In his landmark marketing book Contagious, researcher Jonah Berger highlights the importance of scarcity to successfully encouraging word of mouth. He uses the McRib at McDonald’s as an example.

Several decades ago, McDonald’s introduced the McRib. Due to a series of supply-chain issues, they couldn’t keep the item in stock, which led to the item being only intermittently available. Each time they brought the McRib back, they saw a spike in sales. With further research, they realized that the dilemma of the item’s scarcity, the uncertainty of if it would be around very long, increased demand for it as folk were scared of missing out.

What started as a supply-chain issue is now a full-fledged marketing strategy based on the principle of scarcity.

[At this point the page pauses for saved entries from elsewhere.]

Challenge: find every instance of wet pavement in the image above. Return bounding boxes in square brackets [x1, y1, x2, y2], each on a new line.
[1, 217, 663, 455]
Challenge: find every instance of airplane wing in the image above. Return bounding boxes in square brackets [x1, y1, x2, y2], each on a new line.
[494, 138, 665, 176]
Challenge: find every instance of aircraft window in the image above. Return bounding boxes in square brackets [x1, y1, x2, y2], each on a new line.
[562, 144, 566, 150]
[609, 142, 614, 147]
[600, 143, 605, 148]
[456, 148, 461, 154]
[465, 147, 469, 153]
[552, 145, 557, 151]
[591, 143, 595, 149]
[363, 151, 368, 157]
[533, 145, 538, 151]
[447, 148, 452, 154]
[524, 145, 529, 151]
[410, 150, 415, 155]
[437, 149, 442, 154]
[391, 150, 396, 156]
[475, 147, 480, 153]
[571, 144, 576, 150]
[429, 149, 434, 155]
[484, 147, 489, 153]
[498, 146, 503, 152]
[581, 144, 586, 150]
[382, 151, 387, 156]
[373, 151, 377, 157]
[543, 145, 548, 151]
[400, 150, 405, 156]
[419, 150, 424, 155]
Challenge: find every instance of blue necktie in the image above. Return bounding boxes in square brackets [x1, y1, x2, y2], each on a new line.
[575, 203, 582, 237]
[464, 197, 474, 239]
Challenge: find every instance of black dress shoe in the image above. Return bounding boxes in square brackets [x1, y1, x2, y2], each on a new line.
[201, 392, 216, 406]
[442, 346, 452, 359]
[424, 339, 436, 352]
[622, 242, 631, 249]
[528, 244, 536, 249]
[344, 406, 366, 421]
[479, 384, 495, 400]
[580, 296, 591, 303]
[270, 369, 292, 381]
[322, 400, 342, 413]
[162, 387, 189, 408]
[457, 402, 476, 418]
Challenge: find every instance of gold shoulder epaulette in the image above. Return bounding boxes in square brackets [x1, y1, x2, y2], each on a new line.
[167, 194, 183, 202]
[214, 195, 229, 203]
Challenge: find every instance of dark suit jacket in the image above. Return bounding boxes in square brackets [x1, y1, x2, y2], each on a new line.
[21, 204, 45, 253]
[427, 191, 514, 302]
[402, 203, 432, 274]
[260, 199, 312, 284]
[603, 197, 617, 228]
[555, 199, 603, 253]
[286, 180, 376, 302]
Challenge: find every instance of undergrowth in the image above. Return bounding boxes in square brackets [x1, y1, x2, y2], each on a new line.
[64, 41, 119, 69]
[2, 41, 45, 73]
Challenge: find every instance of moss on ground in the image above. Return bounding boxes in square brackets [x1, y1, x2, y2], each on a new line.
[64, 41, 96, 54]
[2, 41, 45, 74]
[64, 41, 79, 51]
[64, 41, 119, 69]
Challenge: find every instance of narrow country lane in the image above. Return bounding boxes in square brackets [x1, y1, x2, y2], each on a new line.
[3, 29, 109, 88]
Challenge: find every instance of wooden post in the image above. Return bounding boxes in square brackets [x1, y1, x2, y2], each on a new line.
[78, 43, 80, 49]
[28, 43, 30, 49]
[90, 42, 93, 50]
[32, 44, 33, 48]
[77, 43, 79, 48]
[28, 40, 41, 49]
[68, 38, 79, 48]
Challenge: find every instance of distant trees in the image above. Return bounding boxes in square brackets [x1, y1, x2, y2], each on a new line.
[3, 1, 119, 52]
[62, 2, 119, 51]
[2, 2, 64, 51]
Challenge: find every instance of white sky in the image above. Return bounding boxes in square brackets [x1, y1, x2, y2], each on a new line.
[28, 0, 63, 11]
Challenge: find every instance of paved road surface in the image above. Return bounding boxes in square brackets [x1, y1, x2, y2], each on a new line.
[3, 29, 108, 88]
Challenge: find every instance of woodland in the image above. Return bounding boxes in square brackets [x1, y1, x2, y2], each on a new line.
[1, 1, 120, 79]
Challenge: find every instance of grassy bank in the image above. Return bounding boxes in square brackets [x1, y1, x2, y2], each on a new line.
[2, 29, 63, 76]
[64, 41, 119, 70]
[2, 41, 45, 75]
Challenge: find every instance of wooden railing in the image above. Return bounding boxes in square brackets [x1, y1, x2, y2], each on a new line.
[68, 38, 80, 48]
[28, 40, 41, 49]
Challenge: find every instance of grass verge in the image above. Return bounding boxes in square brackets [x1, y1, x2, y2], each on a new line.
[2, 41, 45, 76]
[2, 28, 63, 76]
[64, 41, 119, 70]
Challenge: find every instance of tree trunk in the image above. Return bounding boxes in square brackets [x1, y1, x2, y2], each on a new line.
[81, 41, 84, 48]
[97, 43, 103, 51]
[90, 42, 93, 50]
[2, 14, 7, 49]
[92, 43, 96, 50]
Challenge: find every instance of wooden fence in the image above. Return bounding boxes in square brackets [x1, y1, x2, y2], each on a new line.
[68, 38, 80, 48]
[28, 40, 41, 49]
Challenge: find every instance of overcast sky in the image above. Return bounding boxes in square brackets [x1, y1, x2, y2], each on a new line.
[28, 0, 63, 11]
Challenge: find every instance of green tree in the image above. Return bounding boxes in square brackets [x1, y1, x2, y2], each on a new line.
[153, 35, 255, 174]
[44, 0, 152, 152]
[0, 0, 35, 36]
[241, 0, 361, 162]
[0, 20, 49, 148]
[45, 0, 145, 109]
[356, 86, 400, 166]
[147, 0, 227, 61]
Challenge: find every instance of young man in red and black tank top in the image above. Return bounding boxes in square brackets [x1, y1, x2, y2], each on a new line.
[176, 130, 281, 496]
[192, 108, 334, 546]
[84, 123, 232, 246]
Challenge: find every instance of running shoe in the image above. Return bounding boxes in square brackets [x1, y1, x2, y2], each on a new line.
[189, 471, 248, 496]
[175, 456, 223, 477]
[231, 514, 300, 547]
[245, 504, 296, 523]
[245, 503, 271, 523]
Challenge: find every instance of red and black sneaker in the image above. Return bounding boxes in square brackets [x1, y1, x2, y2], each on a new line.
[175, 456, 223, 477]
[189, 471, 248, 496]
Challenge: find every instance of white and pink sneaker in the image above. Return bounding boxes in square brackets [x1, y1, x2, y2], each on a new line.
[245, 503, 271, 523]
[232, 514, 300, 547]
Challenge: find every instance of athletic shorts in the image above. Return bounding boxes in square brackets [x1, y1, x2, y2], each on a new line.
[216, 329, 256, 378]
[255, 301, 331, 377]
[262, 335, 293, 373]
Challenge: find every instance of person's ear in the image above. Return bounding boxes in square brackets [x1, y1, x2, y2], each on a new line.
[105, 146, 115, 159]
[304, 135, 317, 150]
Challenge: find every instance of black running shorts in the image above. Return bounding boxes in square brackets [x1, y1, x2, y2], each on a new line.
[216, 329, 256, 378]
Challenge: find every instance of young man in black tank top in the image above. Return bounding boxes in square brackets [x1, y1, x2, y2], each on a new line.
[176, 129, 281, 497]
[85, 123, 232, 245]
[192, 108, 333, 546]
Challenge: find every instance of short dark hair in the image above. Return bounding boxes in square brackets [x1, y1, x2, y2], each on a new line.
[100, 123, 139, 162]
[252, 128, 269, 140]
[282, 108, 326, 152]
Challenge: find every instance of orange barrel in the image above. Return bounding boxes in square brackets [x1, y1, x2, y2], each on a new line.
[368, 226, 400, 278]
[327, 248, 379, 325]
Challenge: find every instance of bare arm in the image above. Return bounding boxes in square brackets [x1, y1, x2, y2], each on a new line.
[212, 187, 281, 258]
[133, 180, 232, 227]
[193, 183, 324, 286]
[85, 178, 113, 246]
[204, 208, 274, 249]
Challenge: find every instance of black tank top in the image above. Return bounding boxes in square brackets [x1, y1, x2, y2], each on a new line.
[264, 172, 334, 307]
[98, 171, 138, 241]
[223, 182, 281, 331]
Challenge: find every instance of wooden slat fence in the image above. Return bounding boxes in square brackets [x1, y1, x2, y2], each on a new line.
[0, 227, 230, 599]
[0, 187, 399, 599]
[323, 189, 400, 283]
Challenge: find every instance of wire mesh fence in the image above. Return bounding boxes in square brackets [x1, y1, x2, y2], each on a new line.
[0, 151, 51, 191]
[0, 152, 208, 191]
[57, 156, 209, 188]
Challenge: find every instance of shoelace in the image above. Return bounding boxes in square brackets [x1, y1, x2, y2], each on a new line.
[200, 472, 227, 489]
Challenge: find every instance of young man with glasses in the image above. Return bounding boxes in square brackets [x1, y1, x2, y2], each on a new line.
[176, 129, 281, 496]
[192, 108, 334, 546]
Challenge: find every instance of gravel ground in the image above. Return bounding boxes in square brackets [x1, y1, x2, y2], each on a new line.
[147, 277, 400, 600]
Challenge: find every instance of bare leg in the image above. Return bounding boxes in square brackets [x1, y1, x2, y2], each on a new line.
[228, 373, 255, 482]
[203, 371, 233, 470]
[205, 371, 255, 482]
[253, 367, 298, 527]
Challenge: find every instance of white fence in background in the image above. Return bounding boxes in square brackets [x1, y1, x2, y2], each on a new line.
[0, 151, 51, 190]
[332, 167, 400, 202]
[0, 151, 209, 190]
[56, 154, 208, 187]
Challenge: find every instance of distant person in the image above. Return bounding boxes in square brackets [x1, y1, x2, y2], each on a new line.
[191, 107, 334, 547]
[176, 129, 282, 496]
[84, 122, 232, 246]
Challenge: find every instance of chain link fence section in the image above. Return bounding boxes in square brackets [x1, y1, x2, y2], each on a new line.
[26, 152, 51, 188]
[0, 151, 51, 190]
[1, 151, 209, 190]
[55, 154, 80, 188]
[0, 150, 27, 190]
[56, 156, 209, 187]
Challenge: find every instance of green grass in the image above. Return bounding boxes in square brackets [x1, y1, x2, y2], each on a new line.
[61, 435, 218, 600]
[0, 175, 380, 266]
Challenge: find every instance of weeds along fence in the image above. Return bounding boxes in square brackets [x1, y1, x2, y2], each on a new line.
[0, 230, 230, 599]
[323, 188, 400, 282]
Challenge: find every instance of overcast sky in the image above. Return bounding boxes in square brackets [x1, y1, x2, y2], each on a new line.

“Specials” Create Instant Scarcity for Marketing

One strategy employed by many fine restaurants is the idea of the “special”: an item that is only available in limited quantities for a limited time. These two limitations are vital to creating a successful scarcity campaign. Imagine an Instagram post that describes a special dessert whipped up by the staff that night only—and is limited to just five available. Suppose the item is unique and impressive enough and the principles of scarcity are applied. In that case, it can drive orders from your restaurant that night—bringing in orders from folks who might otherwise not plan on ordering from you.

When my wife and I were running our late-night cookie delivery business, we employed this tactic every weekend. We were open by purposely creating a two-tiered menu: 7 permanent items and 5 weekly rotating items. Eventually, as we continued developing recipes, we had a selection of more than 50 items to cycle through—meaning that our menu changed and morphed every weekend.

We always had something to promote and talk about through our social media marketing channels and our email marketing. Based on the principle of scarcity, our weekly specials encouraged folks to order when their favorite specials came along. It could be weeks until they could order it again.

It led to a very high reorder rate for our cookies. This meant we didn’t need to acquire as many new customers because our existing customers kept coming back.

Key Takeaways

Do you offer daily or weekly specials? If not, could you start?

What are some ways that you could employ scarcity in your restaurant in other ways?